Musk's Roadster has already circumnaviagted the sun itself 3.3 times, as reported via the website Where is Starman. Their insight points out various measurements, even including a replicated solar system that pinpoints exactly where the roadster now is in relation to us and our neighboring planets. The Starman certainly is well over one million km away from earth, as the astronomers behind the site posit a remarkable 327 million km and counting.

Hilariously, Musk's Roadster has already well exceeded its 36,000 mile warranty, hitting a whopping 2.5 billion miles, traveling at a speed of 51 thousand miles per hour. Surprisingly, it has yet to be hit by any kind of space debris, and could well be on its way to a lengthy forever as it bounces between Earth and Mars' orbit.

Special music was also gifted the Starman so the never-ending silence of space could be drowned out by the awesome chords of David Bowie. Both his Life on Mars? and Space Oddity tracks play in Starman's right and left ears and have now been played 668,726 and 496,287 times, respectively. Quite alot of rock music for one person - that is, of course, if the battery even still works.
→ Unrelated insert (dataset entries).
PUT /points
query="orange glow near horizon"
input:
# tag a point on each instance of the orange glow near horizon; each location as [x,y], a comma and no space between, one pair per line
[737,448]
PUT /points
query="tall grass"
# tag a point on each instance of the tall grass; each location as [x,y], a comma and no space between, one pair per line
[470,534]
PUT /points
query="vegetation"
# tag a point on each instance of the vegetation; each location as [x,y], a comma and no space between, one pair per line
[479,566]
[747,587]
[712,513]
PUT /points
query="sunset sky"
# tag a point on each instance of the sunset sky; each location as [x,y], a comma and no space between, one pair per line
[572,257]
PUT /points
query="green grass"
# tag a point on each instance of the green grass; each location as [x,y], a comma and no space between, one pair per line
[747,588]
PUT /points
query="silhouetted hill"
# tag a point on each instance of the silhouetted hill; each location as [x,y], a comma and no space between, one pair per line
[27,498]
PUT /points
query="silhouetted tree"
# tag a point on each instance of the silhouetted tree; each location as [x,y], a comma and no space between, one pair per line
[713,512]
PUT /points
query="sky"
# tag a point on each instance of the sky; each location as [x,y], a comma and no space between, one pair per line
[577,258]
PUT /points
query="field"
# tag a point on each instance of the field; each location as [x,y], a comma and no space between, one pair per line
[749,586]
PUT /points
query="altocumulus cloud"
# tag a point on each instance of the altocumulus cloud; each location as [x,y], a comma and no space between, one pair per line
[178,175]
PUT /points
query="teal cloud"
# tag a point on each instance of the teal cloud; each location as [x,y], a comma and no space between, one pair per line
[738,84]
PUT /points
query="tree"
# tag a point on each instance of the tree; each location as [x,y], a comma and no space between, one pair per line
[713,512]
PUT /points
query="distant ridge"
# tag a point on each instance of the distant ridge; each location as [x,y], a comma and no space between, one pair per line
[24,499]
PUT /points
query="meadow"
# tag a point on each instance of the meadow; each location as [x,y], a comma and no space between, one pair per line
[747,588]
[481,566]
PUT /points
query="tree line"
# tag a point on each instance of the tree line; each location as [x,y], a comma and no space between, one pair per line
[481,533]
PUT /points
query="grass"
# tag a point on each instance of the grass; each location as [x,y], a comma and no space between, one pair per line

According to a report published by the journal of Aerospace, the Tesla Roadster does have some probabilities for hitting several celestial bodies. These include a 12 percent chance of ramming into Venus or the Sun, as well as a 22 percent probability of hitting our own planet. There were also some rare close encounters with both Mars and Mercury, but "none of them resulted in a physical collision," the paper concludes.

One must note that much of the data is represented in several millions of years, meaning that the Tesla Roadster isn't crashing into Earth any time soon. The Starman and his Roadster will, however, make a small trip relatively close to the planet within the next century at the very least, coming closer even than our moon.